Si la era pariera, lo lógico sería que fuera un corazón

Emir García Meralla
20/9/2016

La Habana, 1967. Atrás habían quedado los sueños y las pasiones que desatara la visita del filósofo francés Jean Paul Sartre; la Crisis de Octubre – o Crisis de los Misiles–; el asesinato de J.F.K y de Martin Luther King Jr., y el comienzo de la “Revolución cultural” en China. El mundo había cambiado radicalmente en un lapsus de diez años, y Cuba junto con él.

Musicalmente, era la hora de nuevos presupuestos estéticos y humanos. En las calles de New York se gestaba la que después se conocería como “salsa”, pero que para ese entonces se hacía llamar indistintamente “boga Low” o “jala jala”, en dependencia de quienes le interpretaran. Era una delirante mezcla de sonidos que iba de lo anglo a lo latino, con un caos lógico que intentaba recuperar al público “del barrio”.

Mientras, en Latinoamérica tomaban fuerza el “tropicalismo y la bossa nova” brasileña, y el canto folklórico de las tierras del sur como Chile y la Argentina. Junto a ello, en México se comenzaba a escribir una nueva canción romántica (heredera del bolero y el feeling, en lo fundamental) que tendría en Armando Manzanero y Marco Antonio Muñiz sus nombres representativos.

Estos años 60 cubanos ya habían enseñado algunas de sus propuestas musicales para esta fecha; sin embargo, era solo una parte, pues había una generación de músicos que, estéticamente, estaban siendo influenciados por todas estas corrientes latinas y las que provenían del mundo anglosajón, en lo fundamental, la música negra y folk de los Estados Unidos.

Pero había más. La literatura del continente estaba ganando una fuerza internacional nunca antes pensada. Las puertas del llamado “boom de la literatura latinoamericana” estaban por abrirse y el realismo mágico alcanzaría universalidad. Cuba, de alguna manera, estaba en el centro cultural del continente desde la Casa de las Américas y la redacción de la agencia noticiosa Prensa Latina, donde laboraban muchos de los que, posteriormente, serían nombres imprescindibles de la escritura del continente.

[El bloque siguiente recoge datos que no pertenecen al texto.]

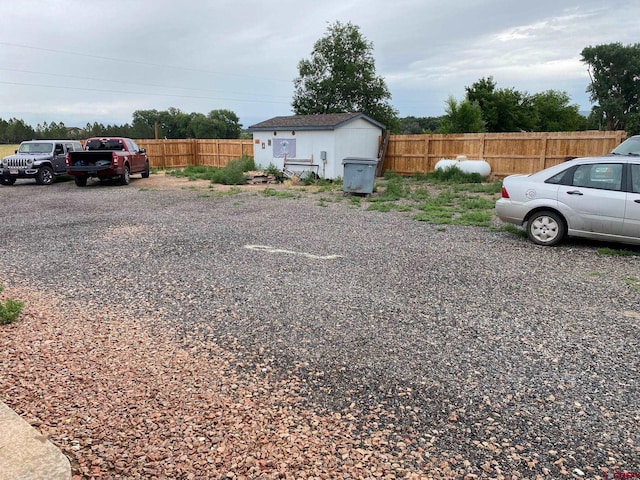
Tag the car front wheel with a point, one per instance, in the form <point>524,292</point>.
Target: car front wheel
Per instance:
<point>45,176</point>
<point>546,228</point>
<point>7,180</point>
<point>80,181</point>
<point>125,178</point>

Fotos: Archivo La Jiribilla

A estos nuevos tiempos debía corresponder una nueva canción, una nueva visión ideoestética que hablara desde el fondo del alma continental, con una nueva humanidad y que, musicalmente, fuera ruptura y continuidad de lo que le había precedido.

Ya había antecedentes en el trabajo de Pablo Milanés como compositor, en algunas zonas del trabajo de Juan Formell, pero ya los nombres de Eduardo Ramos y Martín Rojas comenzaban a llamar la atención de algunos círculos intelectuales y musicales que eran su radio de acción fundamentalmente. Sin embargo, había otros jóvenes dispuestos a mostrar sus inquietudes creativas, algunas de muy alto vuelo literario y/o musical, como el caso de Noel Nicola (el hijo de Isaac) y un desconocido dibujante del semanario Mella que respondía al nombre de Silvio Rodríguez.

Es el año de gracia de 1967. El Che muere en las selvas de Bolivia y asciende a la categoría de mito universal; mientras que Peter Seaguer pone de moda la Guajira guantanamera de Joseíto Fernández con los versos de José Martí —aunque el mérito real corresponde al compositor Julián Orbón—, y la Casa de las Américas organiza el primer encuentro de “la canción protesta” para abrir un espacio a ese canto que era la voz de los desposeídos.

La canción, que hasta ese momento era el reducto de estudiantes universitarios e intelectuales, intentaba abrirse al espectro masivo; necesitaba ser popular para calar en la conciencia de toda la sociedad y así buscar la ruta hacía un mundo mejor.


 

En la canción trovadoresca en Cuba por casi un siglo no aplican determinadas leyes filosóficas. No hay lucha de contrarios, simplemente las generaciones se complementan y se suceden. Lo correcto sería hablar de continuidad. Ya existía la trova tradicional y sus hijos naturales agrupados en “los muchachos del feeling”, o lo que sería después la trova intermedia; a los que hoy se acercaban a esta canción que pretendía ser la voz de los tiempos que vivía la Isla, no podía corresponderle otro calificativo que el de “nueva”, y como todo hijo, llevaría el apellido paterno.

Nacía la Nueva trova y con ella la canción que identificaría a Cuba en lo que quedaba de década y en las dos siguientes. La mística musical de la Revolución estaba en camino.